2. Catharine Ellis Recipe I have learned that the secret to dyeing with black walnut is slow dyeing and lots of patience. I put the entire nut(s) in a mesh bag (fresh or dry), cover with water and simmer until the outer skin (the exocarp) breaks open, releasing the soft husk underneath which contains the dye. Then I cool the bath a bit, add the fiber, leaving the entire nut in the bath (in the mesh bag) during the entire dyeing process. The mesh keeps the fiber clean. I heat the dyebath slowly and leave it for a long time. There were many occasions that I was disappointed in walnut dye, only to finally learn that it takes TIME. I still have to resist the temptation to add more walnut to the bath during the first hour of dyeing, remembering that the dye will get darker with a longer bath. I calculate about one fresh/frozen nut per 20 grams of fiber (or about 350%). If I am using dry walnuts I will double that amount, at least. Many more dry walnuts will be required to achieve the same color as the fresh walnuts.
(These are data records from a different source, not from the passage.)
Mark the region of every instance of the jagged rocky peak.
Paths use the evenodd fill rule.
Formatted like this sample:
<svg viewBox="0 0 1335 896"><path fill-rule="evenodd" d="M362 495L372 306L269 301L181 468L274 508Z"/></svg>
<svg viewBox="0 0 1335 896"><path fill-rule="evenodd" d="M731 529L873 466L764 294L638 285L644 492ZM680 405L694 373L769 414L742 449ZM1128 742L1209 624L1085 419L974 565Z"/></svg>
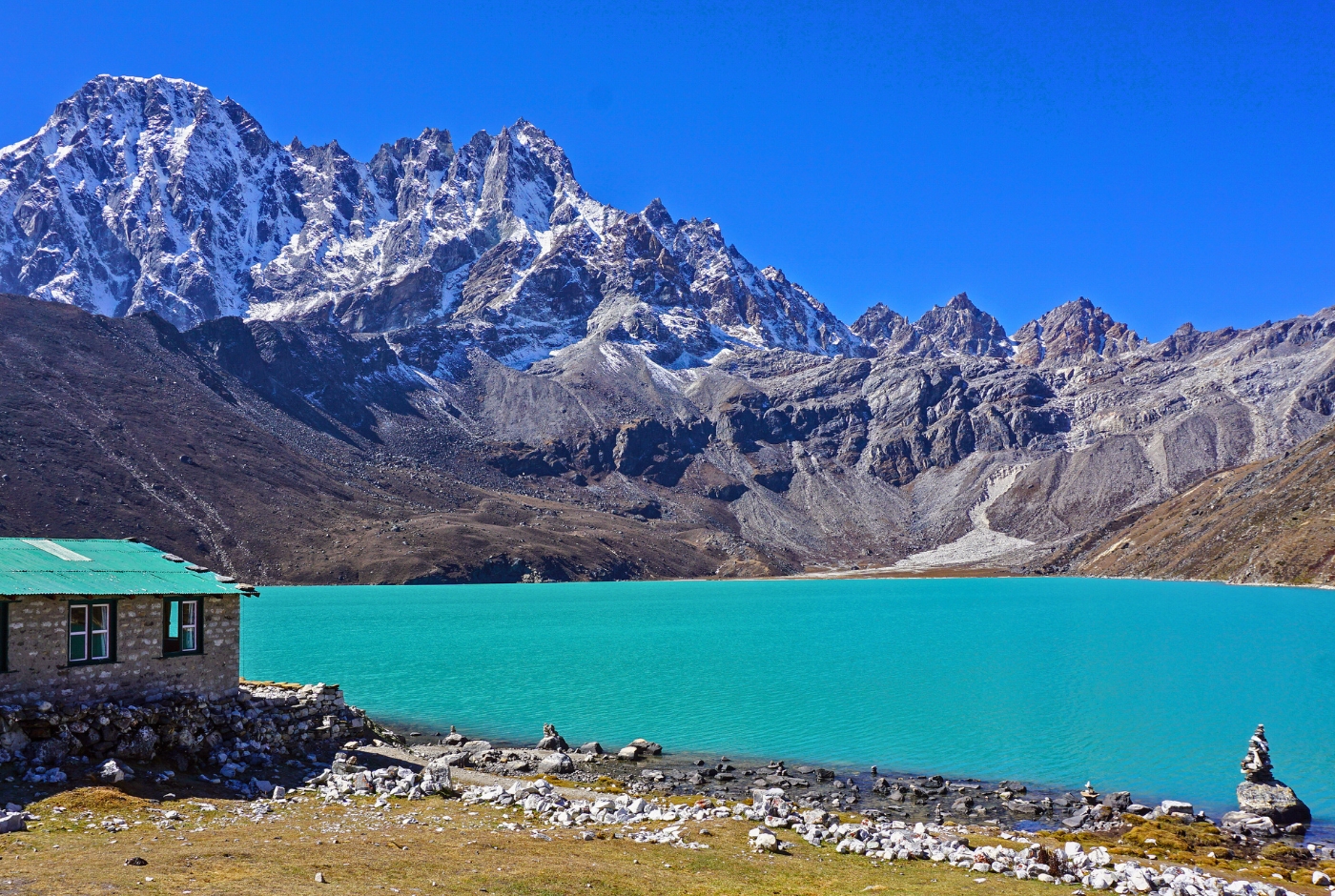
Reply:
<svg viewBox="0 0 1335 896"><path fill-rule="evenodd" d="M914 324L941 354L1007 358L1011 342L1001 322L960 292L944 306L932 306Z"/></svg>
<svg viewBox="0 0 1335 896"><path fill-rule="evenodd" d="M1025 367L1096 363L1149 345L1084 296L1024 324L1015 342L1015 362Z"/></svg>
<svg viewBox="0 0 1335 896"><path fill-rule="evenodd" d="M932 341L908 318L884 302L877 302L849 326L858 339L881 355L910 355L932 351Z"/></svg>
3. Trudy Van Stralen Walnut Recipe Use dried walnuts (or 5 times the amount if fresh). Weigh out the nuts and put them in a pot of water to soak overnight. If you place them in a net bag it’s easier to remove them later. The next day, bring the water to a vigorous boil and boil hard, covered, for at least 90 minutes. Strain the dye bath into another pot. Straining is important, as any remaining bits of hull will make dark spots on the fiber. Add wetted fiber to the dye bath, bring it to a boil, and keep at a gentle boil for 90 minutes (not just 60 minutes, as for other dyes). Remove the dyed fiber and rinse well.